Erik Gensler: We certainly saw the power of that. You talked about space and the violence of white voices or white over-talking. And I really … One of the things that was so clear from your livestreams, that’s … I’ve heard this before, but I never understood it in the same way: it was just seeing the mental health burden of navigating white spaces and, like, how that was clarified and the examples of that are just so undeniably clear. And I just, I mean, so just want to thank you for giving people the forum to share those stories the way you did it. And just … I think it was the opening of day two, where you had a number of actors just telling the stories of their experiences and the one you mentioned, of a stage manager asking if they could touch her hair, and then, was it the day of George Zimmerman was acquitted and that story?

Britton Smith: That hurt me so much, what he said. Oh man, what an attack! And we don’t, I guess you don’t see it as an attack because your body wasn’t attacked and his body was attacked by that news. And he wasn’t even allowed to post something on a call board in a show that he was valuable in. He was a key … he …Yeah. So, it’s, that really hurt me. I didn’t even, there are so many like levels to silencing Black pain and there’s this notion in theater, “The show must go on! Leave it out-“

Erik Gensler: And he had to go on right after that!

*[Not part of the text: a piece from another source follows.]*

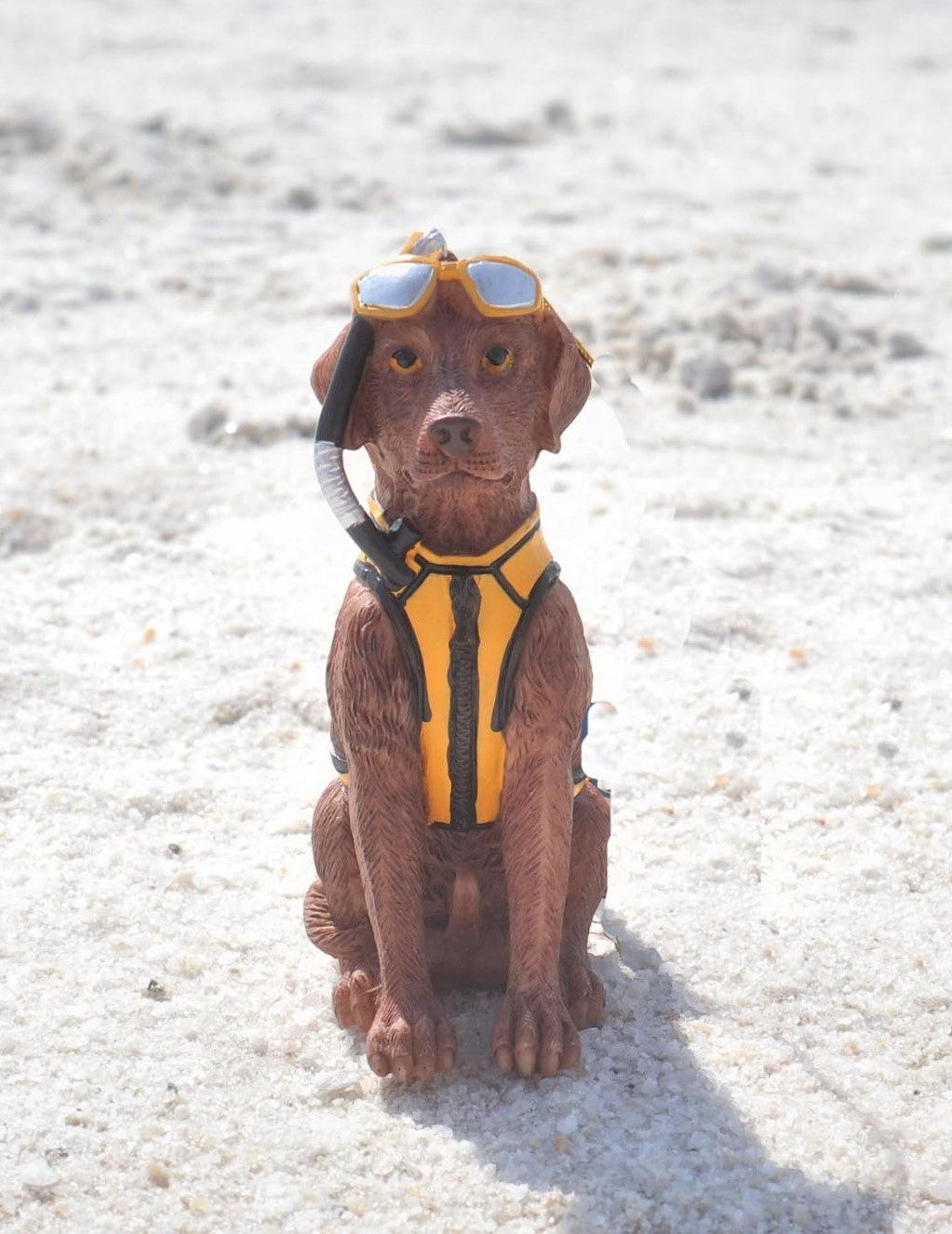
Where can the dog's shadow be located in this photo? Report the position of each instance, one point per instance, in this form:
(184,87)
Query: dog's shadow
(639,1139)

Britton Smith: Oh! And then do the show and then get on a train, where are you going to be looked at very similarly to a Trayvon Martin, very similarly to an Erik Garner. So, it’s like, we have to shut all that off and then become hyper-aware to what your Blackness really means on that train nd when you’re walking home or if you’re around somebody white who doesn’t know you’re a Broadway star. We know who Adrienne Warren is, but does a cop know that Adrienne Warren is an angel and a national treasure?

Erik Gensler: (laughs) Well, you asked that question. Well, you asked it of LaChanze, right? Where she says, just like, when she’s in other spaces, like, I don’t know … It was … I thought that was a really smart question of like, we know who they are, but not everybody does when they’re walking down the street, yeah.

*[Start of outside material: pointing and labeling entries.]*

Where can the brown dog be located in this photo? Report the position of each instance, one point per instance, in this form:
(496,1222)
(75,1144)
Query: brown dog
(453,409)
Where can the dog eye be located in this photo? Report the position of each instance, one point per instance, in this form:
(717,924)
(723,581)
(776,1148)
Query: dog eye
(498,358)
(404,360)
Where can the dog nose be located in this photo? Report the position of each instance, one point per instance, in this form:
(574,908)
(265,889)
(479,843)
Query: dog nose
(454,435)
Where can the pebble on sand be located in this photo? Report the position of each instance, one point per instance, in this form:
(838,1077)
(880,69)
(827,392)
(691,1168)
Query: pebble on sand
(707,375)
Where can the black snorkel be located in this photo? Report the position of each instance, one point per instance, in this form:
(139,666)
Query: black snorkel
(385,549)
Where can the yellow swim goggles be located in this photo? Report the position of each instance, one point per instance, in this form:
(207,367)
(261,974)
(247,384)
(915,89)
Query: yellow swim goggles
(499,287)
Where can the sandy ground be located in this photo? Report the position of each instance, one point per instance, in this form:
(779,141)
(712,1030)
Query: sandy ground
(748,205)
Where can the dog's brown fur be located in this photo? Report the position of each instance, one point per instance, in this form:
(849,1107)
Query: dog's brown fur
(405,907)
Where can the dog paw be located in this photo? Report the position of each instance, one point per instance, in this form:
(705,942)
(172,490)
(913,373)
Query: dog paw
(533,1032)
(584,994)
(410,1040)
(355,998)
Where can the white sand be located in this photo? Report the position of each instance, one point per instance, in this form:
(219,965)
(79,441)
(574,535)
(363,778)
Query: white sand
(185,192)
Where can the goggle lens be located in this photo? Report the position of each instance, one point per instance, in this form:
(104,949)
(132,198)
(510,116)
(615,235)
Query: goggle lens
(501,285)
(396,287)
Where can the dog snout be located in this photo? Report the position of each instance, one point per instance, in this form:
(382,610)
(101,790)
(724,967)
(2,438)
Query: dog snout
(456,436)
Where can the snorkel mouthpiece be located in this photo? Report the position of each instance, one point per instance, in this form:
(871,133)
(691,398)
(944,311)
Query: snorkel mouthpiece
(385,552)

Britton Smith: There are people who were treating LaChanze (laughs) devalued because of the color of her skin. And she’s LaChanze!

Erik Gensler: (laughs)

Britton Smith: You know, there are people in the industry who will treat LaChanze differently than they will Kelly O’Hara, even in the industry. And she said that, you know? She has to be acute to it. So, I’m excited for people who know this to be cute with us now.

Erik Gensler: I can’t imagine how this is not going to have a huge impact. I mean, that’s why I wanted to ask, like, in these conversations … So, the conversations that you’re having, you said you wouldn’t name names, but is it, like, with like general management offices, press offices? Like what were the kind of people that reached out?

Britton Smith: They’re big producers, man. They’re big producers. People who I’m like, “Well, I’ve worked for you before,” or people like, “I can’t believe you are on my phone right now, man.” I don’t know if they’re always there with the right intention but they’re … they see the value of linking efforts or they see the value in doing the work. So, there … We’ve been talking to, like, regional theaters. We’ve been talking to casts. We’ve been talking to major producers. We’ve been talking to our union. There’s nothing in the books that say that what happened to Amber is violent, so there’s no consequence. There’s no accountability. I’m not going back to work when this is all over—and I know that I’m not alone in this—with the ability to ignore that we’re in a new standard of treatment. You’re going to have to, on the first day, say something very explicit about this not being a racist environment and that we will all be accountable and we will all hold each other to the standard that is here. There was a standard here and now the standard is here. And if it’s not acknowledged, I don’t feel safe. And I know I’m not alone in that.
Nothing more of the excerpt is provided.